Now the step is to define the number epochs, using loops we can parse through the data.

epoch_trn_loss = []
epoch_tst_loss = []
epoch_trn_accy = []
epoch_tst_accy = []
for j in range(HyperParams.EPOCHS.value):
    trn_loss = []; trn_accy = []
    for i in range(len(data.xtrn_batches)):
        model.backward(data.xtrn_batches[i], data.ytrn_batches[i])
        ypred = model(data.xtrn_batches[i])
        trn_loss.append(model.loss(ypred, data.ytrn_batches[i]))
        trn_accy.append(accuracy(data.ytrn_batches[i], ypred))

    trn_err = tf.reduce_mean(trn_loss).numpy()
    trn_acy = tf.reduce_mean(trn_accy).numpy()

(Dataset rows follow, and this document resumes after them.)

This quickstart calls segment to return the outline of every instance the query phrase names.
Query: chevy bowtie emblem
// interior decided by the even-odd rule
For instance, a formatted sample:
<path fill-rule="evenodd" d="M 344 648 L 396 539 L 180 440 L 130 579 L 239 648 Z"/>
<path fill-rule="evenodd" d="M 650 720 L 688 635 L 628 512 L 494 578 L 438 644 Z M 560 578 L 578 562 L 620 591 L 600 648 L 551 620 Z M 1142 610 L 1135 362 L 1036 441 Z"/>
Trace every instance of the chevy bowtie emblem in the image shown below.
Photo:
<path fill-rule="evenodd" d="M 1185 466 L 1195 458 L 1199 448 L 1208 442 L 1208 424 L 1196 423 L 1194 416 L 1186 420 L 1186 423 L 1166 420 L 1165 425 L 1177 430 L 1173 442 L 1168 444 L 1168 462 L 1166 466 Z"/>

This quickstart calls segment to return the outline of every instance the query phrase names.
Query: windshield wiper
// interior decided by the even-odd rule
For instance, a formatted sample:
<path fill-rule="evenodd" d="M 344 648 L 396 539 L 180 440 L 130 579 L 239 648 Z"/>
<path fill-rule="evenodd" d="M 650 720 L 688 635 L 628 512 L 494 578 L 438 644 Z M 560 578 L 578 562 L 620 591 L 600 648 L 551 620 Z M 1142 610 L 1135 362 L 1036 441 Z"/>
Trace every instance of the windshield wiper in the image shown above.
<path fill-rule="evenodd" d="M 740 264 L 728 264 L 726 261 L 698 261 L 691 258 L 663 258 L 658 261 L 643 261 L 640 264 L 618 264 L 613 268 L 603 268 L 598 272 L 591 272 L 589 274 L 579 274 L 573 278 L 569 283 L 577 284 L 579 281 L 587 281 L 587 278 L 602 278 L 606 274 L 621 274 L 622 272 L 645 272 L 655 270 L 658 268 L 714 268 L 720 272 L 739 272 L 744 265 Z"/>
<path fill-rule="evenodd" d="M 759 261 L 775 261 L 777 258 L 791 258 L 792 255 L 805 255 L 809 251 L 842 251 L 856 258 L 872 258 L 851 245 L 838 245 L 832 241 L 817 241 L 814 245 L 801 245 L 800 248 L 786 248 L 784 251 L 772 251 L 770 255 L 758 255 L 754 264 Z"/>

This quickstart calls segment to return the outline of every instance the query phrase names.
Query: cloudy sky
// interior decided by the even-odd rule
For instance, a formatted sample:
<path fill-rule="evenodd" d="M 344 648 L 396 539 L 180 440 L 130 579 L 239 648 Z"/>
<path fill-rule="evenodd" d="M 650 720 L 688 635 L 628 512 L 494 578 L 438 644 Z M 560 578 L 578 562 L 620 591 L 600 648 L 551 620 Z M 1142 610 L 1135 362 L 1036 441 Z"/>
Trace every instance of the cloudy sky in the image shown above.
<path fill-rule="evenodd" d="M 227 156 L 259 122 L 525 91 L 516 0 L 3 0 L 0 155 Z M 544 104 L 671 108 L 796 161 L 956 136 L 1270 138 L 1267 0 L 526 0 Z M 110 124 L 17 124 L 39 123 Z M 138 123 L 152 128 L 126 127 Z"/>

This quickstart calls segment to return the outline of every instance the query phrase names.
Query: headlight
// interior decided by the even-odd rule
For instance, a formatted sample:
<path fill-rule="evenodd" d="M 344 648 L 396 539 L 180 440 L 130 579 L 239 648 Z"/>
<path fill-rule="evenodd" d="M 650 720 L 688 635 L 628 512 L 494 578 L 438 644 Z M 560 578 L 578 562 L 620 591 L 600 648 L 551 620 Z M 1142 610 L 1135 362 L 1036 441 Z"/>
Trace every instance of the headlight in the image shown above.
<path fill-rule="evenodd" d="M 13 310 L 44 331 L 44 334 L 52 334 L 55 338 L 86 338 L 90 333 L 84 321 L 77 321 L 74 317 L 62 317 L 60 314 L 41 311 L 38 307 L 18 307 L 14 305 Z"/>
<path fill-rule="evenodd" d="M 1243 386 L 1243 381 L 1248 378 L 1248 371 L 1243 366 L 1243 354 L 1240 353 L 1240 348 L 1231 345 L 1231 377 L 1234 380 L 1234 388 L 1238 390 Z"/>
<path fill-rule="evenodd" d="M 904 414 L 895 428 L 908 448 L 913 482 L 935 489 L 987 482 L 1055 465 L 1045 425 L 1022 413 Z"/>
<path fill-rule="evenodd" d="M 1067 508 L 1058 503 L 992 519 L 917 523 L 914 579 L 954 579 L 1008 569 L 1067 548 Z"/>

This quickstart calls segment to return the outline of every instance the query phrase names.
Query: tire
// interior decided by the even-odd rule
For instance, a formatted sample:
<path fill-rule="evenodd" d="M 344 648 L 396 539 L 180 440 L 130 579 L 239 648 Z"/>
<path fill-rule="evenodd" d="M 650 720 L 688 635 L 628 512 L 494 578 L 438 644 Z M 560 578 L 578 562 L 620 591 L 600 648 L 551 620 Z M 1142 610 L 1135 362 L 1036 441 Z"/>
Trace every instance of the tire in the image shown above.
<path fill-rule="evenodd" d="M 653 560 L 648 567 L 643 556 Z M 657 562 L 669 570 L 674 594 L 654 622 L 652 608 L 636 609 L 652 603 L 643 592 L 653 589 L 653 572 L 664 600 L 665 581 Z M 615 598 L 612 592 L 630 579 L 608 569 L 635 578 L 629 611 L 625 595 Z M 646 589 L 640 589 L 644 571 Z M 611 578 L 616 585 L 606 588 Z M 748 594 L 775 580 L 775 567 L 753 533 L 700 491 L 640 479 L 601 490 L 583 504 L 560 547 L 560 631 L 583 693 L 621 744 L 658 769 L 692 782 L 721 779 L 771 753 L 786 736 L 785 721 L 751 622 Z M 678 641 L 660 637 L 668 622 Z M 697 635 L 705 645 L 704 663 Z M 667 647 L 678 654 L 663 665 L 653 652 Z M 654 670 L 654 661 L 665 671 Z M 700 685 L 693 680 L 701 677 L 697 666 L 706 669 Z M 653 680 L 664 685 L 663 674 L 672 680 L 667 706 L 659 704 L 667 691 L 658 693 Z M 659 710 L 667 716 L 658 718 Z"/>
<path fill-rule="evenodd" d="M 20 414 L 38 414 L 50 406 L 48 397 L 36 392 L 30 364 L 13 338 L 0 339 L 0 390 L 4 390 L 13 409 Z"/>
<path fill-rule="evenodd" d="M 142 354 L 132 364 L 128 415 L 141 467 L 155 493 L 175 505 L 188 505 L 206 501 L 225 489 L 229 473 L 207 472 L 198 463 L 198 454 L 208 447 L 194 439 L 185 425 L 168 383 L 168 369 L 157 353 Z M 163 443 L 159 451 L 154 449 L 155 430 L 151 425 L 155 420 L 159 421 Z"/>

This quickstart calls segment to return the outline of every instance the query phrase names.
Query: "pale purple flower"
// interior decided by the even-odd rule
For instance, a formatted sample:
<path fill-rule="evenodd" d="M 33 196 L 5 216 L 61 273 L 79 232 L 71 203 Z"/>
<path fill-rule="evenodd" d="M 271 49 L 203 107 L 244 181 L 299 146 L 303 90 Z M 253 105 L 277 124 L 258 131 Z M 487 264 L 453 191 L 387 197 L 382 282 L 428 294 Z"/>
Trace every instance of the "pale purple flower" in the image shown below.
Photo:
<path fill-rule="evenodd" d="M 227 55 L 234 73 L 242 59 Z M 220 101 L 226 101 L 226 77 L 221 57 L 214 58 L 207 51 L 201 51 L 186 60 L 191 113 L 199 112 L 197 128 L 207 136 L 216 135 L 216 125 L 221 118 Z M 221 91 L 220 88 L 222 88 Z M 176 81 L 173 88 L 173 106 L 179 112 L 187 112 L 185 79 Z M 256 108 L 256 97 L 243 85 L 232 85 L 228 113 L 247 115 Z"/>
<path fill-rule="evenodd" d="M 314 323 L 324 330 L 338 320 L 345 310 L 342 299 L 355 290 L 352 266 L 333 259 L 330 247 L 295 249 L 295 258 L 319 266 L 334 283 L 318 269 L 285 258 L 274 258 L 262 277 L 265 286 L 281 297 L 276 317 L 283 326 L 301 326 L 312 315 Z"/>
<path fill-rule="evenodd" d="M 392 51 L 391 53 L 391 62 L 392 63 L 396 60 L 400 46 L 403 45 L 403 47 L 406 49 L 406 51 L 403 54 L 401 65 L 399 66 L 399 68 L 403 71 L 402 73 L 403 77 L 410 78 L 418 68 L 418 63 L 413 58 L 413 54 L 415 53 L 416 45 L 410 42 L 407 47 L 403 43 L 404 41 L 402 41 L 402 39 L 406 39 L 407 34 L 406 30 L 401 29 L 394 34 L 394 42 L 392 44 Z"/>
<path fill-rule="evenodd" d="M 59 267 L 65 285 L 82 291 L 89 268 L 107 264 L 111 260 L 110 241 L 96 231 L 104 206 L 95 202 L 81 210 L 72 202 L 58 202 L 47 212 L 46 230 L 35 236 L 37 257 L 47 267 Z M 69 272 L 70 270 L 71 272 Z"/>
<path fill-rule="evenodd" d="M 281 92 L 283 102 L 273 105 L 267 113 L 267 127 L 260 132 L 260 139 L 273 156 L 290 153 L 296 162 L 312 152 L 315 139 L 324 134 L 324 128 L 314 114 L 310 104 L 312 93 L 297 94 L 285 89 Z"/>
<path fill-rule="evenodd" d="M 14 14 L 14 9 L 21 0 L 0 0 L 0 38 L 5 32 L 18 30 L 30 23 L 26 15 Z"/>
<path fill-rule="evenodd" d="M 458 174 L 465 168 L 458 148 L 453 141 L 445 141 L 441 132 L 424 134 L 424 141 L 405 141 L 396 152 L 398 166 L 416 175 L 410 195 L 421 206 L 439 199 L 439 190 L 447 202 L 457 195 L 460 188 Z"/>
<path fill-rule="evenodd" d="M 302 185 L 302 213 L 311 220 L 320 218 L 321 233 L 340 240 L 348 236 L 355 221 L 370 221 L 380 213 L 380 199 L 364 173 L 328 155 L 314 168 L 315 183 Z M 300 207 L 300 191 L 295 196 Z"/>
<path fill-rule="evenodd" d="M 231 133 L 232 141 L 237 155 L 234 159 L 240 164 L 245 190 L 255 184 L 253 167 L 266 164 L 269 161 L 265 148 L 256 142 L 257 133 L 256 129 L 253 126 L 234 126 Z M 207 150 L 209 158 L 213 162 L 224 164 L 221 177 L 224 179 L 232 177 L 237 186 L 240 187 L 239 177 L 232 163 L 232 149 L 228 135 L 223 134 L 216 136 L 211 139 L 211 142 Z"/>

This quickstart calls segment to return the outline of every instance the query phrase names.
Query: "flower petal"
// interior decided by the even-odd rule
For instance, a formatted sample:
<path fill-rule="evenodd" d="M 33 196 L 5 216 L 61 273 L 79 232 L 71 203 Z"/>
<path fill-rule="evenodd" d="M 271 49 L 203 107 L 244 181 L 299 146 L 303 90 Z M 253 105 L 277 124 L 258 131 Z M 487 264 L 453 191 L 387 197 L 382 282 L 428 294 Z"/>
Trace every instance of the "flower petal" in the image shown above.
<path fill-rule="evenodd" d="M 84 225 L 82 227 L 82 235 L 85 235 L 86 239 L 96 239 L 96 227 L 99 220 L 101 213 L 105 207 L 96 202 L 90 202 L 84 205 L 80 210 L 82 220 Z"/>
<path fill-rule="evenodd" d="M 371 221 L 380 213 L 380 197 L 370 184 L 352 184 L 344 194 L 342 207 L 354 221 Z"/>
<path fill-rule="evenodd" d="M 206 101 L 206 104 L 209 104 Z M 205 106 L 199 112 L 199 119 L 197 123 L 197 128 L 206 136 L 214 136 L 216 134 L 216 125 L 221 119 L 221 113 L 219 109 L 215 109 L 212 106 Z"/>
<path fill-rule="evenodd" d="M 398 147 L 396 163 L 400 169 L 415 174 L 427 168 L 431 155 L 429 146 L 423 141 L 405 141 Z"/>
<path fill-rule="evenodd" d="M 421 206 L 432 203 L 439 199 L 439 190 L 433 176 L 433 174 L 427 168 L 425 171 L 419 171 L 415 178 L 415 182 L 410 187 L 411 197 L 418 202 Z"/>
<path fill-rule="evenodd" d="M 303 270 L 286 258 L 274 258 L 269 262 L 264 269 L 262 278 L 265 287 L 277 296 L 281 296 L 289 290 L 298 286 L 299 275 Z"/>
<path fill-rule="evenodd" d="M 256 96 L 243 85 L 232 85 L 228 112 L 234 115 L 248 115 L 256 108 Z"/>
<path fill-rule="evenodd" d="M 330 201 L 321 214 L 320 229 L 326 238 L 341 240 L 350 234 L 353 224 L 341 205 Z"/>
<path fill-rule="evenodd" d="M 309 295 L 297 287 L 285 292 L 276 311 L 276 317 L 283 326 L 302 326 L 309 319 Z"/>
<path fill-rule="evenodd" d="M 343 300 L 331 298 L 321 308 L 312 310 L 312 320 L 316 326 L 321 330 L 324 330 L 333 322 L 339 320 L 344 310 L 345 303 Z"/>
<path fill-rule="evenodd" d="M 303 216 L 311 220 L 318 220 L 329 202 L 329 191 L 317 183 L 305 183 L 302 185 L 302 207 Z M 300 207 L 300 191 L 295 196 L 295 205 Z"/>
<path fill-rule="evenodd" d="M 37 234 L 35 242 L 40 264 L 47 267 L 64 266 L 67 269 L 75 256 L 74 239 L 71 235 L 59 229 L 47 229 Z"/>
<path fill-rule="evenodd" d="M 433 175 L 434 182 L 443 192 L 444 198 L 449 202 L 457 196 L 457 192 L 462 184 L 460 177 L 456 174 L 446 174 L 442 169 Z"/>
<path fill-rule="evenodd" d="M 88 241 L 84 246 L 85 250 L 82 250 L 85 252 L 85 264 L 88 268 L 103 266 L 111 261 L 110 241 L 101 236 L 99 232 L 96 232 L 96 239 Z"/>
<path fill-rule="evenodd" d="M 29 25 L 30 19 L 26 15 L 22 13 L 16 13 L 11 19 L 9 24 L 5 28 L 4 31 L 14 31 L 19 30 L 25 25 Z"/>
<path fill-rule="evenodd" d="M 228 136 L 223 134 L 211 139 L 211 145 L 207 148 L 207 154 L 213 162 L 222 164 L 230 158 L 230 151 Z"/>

    tst_loss = []; tst_accy = []
    for i in range(len(data.xtst_batches)):
        ypred = model(data.xtst_batches[i])
        tst_loss.append(model.loss(ypred, data.ytst_batches[i]))
        tst_accy.append(accuracy(data.ytst_batches[i], ypred))
    
    tst_err = tf.reduce_mean(tst_loss).numpy()
    tst_acy = tf.reduce_mean(tst_accy).numpy()
    
    epoch_trn_loss.append(trn_err)
    epoch_tst_loss.append(tst_err)
    epoch_trn_accy.append(trn_acy)
    epoch_tst_accy.append(tst_acy)
    
    if j % 25 == 0:
        print("Epoch: {0:5d} \t Error in Training: {1:.5f} \t Error in Testung: {2:.5f} \t Accuracy in Training: {3:.5f} \t Accuracy in Testing: {4:.5f}".format(j, trn_err, tst_err, trn_acy, tst_acy))
Epoch:     0 	 Error in Training: 5.84301 	 Error in Testing: 4.31555 	 Accuracy in Training: 0.34286 	 Accuracy in Testing: 0.50794
Epoch:    25 	 Error in Training: 5.84299 	 Error in Testing: 4.31554 	 Accuracy in Training: 0.34286 	 Accuracy in Testing: 0.50794
Epoch:    50 	 Error in Training: 5.84297 	 Error in Testing: 4.31554 	 Accuracy in Training: 0.34286 	 Accuracy in Testing: 0.50794
Epoch:    75 	 Error in Training: 5.84296 	 Error in Testing: 4.31553 	 Accuracy in Training: 0.34286 	 Accuracy in Testing: 0.50794
Epoch:   100 	 Error in Training: 5.84294 	 Error in Testing: 4.31553 	 Accuracy in Training: 0.34286 	 Accuracy in Testing: 0.50794
Epoch:   125 	 Error in Training: 5.84293 	 Error in Testing: 4.31552 	 Accuracy in Training: 0.34286 	 Accuracy in Testing: 0.50794
Epoch:   150 	 Error in Training: 5.84291 	 Error in Testing: 4.31552 	 Accuracy in Training: 0.34286 	 Accuracy in Testing: 0.50794
Epoch:   175 	 Error in Training: 5.84290 	 Error in Testing: 4.31551 	 Accuracy in Training: 0.34286 	 Accuracy in Testing: 0.50794
Epoch:   200 	 Error in Training: 5.84288 	 Error in Testing: 4.31551 	 Accuracy in Training: 0.34286 	 Accuracy in Testing: 0.50794
Epoch:   225 	 Error in Training: 5.84287 	 Error in Testing: 4.31551 	 Accuracy in Training: 0.34286 	 Accuracy in Testing: 0.50794
Epoch:   250 	 Error in Training: 5.84285 	 Error in Testing: 4.31550 	 Accuracy in Training: 0.34286 	 Accuracy in Testing: 0.50794
Epoch:   275 	 Error in Training: 5.84284 	 Error in Testing: 4.31550 	 Accuracy in Training: 0.34286 	 Accuracy in Testing: 0.50794
Epoch:   300 	 Error in Training: 5.84283 	 Error in Testing: 4.31550 	 Accuracy in Training: 0.34286 	 Accuracy in Testing: 0.50794
Epoch:   325 	 Error in Training: 5.84281 	 Error in Testing: 4.31549 	 Accuracy in Training: 0.34286 	 Accuracy in Testing: 0.50794
Epoch:   350 	 Error in Training: 5.84280 	 Error in Testing: 4.31549 	 Accuracy in Training: 0.34286 	 Accuracy in Testing: 0.50794
Epoch:   375 	 Error in Training: 5.84279 	 Error in Testing: 4.31549 	 Accuracy in Training: 0.34286 	 Accuracy in Testing: 0.50794
Epoch:   400 	 Error in Training: 5.84278 	 Error in Testing: 4.31548 	 Accuracy in Training: 0.34286 	 Accuracy in Testing: 0.50794
Epoch:   425 	 Error in Training: 5.84276 	 Error in Testing: 4.31548 	 Accuracy in Training: 0.34286 	 Accuracy in Testing: 0.50794
Epoch:   450 	 Error in Training: 5.84275 	 Error in Testing: 4.31548 	 Accuracy in Training: 0.34286 	 Accuracy in Testing: 0.50794
Epoch:   475 	 Error in Training: 5.84274 	 Error in Testing: 4.31547 	 Accuracy in Training: 0.34286 	 Accuracy in Testing: 0.50794

The above code shows the output of the model over 500 epochs, with the results being displayed after every 25 epochs. We have now successfully created a basic classifier using low-level APIs using TensorFlow in Python.

Hope you enjoyed learning with me in this tutorial. Have a good day and happy learning.